I had a fair idea of what I was in for when I went to see The Fall at Brixton’s Electric last Friday. They’re a middle-aged band from Manchester, just like the Stone Roses, or the various incarnations of New Order. In journalese, this almost makes them ‘Heritage Rock’.

I can’t remember when people started using this term, but it’s gone from the repertoire of niche music writing to being A Thing. You can’t go a week without some old beat combo or other announcing their re-formation, and in return they get a sort of protected status. Old rock music has become to the British what films about unfaithful middle-class couples are to the French. That is, culturally important but not very interesting.

Consummately psychotic: Mark E. Smith of The Fall
Thus you know roughly what to expect from the average heritage rock gig: a lot of merchandise and much shared nostalgia. And blokes. Proper blokes. Blokes of a certain age, most of them of a certain look, dress code and smell. Paunches, ill-fitting T-shirts and the faint whiff of lives having peaked in 1982. I could picture the scene long before I got there.

But when I walked in, I realised something wasn’t right. The merchandise stall was present and correct, but there was also a sense of something ...vital. Authentic heritage rock demands reverence and expectation, like Lourdes minus the fun. This, though, was most definitely a party.

There were also GIRLS. Attractive girls. Girls drinking Red Stripe and talking about, y’know, whatever it is girls talk about at leftfield pop concerts. It prompted the question: was it possible that The Fall might be a band one could describe as ‘cool’?

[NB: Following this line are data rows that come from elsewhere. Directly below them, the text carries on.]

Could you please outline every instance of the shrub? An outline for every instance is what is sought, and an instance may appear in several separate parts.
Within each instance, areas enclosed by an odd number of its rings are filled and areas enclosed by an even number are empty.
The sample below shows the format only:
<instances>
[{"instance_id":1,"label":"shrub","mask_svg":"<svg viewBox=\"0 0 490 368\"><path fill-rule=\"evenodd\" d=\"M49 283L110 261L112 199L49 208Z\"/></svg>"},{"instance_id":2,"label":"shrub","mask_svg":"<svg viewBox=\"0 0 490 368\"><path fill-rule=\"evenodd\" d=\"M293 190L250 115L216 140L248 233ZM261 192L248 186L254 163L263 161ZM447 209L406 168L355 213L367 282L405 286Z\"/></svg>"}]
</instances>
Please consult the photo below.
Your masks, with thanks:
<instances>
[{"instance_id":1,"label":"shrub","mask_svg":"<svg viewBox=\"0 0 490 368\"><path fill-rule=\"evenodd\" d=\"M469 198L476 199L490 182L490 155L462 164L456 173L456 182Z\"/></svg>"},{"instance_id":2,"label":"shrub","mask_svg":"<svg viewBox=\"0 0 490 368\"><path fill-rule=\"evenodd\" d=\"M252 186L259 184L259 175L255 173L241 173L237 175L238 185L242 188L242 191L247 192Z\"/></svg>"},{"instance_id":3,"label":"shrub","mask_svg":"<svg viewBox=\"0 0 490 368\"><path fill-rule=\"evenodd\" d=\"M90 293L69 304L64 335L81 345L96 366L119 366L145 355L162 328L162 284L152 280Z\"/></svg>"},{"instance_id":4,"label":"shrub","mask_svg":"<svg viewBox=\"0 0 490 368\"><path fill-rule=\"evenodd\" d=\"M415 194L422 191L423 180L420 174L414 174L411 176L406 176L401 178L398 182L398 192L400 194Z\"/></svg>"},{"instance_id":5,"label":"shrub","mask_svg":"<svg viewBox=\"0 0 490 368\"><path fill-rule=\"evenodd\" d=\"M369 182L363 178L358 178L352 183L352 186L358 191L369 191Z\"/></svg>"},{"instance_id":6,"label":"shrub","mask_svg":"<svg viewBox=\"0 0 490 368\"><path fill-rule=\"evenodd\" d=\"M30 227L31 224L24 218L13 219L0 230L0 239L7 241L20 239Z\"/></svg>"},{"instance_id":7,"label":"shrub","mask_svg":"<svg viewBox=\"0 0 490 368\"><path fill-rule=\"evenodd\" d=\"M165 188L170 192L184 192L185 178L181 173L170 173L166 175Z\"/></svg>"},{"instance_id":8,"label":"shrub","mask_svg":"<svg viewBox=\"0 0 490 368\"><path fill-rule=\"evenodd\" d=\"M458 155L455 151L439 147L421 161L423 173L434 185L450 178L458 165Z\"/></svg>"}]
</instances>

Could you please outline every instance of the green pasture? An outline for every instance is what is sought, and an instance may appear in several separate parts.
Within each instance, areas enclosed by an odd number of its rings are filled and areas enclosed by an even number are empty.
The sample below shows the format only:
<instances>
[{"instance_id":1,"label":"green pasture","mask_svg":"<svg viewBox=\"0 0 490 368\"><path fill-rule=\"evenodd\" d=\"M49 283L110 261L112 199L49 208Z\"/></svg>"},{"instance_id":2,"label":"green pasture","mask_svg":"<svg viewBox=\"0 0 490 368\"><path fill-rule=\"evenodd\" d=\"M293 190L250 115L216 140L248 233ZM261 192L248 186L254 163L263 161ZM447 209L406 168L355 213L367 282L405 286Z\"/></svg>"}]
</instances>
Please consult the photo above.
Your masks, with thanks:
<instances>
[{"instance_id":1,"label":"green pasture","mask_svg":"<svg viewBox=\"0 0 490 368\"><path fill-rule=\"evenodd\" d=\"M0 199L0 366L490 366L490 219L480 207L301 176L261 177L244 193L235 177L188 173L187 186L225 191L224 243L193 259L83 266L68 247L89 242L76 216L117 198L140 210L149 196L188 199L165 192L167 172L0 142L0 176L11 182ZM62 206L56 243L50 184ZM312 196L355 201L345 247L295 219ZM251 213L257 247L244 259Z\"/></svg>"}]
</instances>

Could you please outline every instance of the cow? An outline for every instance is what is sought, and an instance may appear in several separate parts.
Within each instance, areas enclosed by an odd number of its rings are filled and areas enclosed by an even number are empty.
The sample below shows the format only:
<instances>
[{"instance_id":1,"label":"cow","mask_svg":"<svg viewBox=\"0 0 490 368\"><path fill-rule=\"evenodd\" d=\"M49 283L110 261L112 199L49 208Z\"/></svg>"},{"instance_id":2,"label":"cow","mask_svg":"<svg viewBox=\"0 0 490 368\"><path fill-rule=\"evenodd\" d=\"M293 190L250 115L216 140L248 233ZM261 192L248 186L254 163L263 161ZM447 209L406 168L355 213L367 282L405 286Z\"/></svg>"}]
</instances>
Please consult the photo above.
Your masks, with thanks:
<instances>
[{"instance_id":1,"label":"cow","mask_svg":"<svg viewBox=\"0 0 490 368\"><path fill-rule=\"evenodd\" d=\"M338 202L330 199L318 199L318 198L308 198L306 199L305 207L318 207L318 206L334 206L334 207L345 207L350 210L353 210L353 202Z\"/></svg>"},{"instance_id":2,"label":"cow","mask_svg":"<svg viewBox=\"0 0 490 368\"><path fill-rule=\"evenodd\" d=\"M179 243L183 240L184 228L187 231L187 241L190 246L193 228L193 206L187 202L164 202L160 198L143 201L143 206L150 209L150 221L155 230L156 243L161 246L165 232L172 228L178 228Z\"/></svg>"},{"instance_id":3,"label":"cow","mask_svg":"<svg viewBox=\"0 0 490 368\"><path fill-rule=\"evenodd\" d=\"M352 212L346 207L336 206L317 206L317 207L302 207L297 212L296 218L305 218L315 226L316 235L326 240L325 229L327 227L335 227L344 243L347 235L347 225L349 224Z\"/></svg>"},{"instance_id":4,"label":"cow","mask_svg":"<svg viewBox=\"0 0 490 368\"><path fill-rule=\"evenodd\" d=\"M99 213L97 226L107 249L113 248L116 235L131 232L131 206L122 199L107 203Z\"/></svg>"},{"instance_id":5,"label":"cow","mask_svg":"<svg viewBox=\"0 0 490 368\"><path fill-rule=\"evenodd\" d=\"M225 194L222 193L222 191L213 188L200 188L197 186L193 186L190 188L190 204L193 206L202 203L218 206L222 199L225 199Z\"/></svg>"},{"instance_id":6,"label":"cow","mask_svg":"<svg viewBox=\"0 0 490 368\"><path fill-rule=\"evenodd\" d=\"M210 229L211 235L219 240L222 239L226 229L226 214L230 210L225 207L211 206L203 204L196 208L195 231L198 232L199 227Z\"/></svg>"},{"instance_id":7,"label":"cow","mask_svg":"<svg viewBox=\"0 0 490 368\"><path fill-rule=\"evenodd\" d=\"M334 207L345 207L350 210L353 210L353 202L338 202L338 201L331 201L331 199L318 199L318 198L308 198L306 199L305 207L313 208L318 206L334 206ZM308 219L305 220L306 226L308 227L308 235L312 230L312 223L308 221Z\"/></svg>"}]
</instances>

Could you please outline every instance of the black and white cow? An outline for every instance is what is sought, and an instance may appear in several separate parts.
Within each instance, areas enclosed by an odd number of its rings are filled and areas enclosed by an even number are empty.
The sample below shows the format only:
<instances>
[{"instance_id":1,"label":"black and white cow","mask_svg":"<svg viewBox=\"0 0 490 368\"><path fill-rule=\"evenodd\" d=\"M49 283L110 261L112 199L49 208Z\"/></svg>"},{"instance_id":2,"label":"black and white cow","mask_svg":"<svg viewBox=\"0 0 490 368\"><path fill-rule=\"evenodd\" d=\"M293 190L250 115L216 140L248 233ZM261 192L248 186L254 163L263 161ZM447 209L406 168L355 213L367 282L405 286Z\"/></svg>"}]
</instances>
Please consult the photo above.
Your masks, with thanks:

I was intrigued. Support acts came and went — one band’s USP was to cover the oeuvre of 1960s garage refuseniks The Monks. They were girls, too. They wore cassocks and called themselves The Nuns. Sniff all you want, but they were ace.

By the time The Fall took the stage, the section I had imagined would never — could never — be a mosh pit was indeed a mosh pit. I stared at the man in the cheap suit and patent leather shoes who stood before me and marvelled; he looked like the precise midway point between Andy Serkis’s Gollum in Lord of the Rings and Bruno Ganz’s Hitler in Downfall.

This was Fall caudillo Mark E. Smith, the group’s only constant member. There he was, as unremarkable as you could imagine, but somehow other. Here is a man who has run his band like a dictatorship since 1976 and really does walk it like he talks it. (When my father introduced me to The Fall’s music ten years ago, his briefing ran thus: ‘They’re interesting because Mark E. Smith lives in a house with no electricity and no running water.’ Which, to be fair, is a hell of a lot more exciting than anything proposed by Mumford & Sons — ‘Irish retards’, according toMES.)

What follows and, by extension, your judgment of it, depends entirely on what you want from popular music. If you like tunes and — Christ, I guess you’d call it ‘accessibility’ — there is no point whatsoever in going to see The Fall. But if the idea of disturbing and gratuitously repetitive kraut-punk sung by a troll appeals, you’re in for a treat. They have two drummers, for God’s sake.

And blimey was this fun. The Fall are rock music as imagined by Brecht. They play, or rather attack their instruments, like five-year-olds with OCD. It’s bad – terrible! – but excitingly so. The songs (if they can be so described) were indistinguishable, though one senses such trifling things aren’t really the point. Mark E. crowed out every word like a man possessed. Every word was nonsense, granted, but more zealous nonsense you’re unlikely to hear anywhere.

MES stood louche as a sozzled Bryan Ferry and mumbled throughout, stopping occasionally to kick stuff and bully his terrified guitarist. There was no patter until the bitter end: ‘I’m Mark E. Smith and we are The Fall. You’ve had yer hour-and-a-half, go home now.’ Heritage they are not — their act is consummately psychotic. This is most definitely a good thing.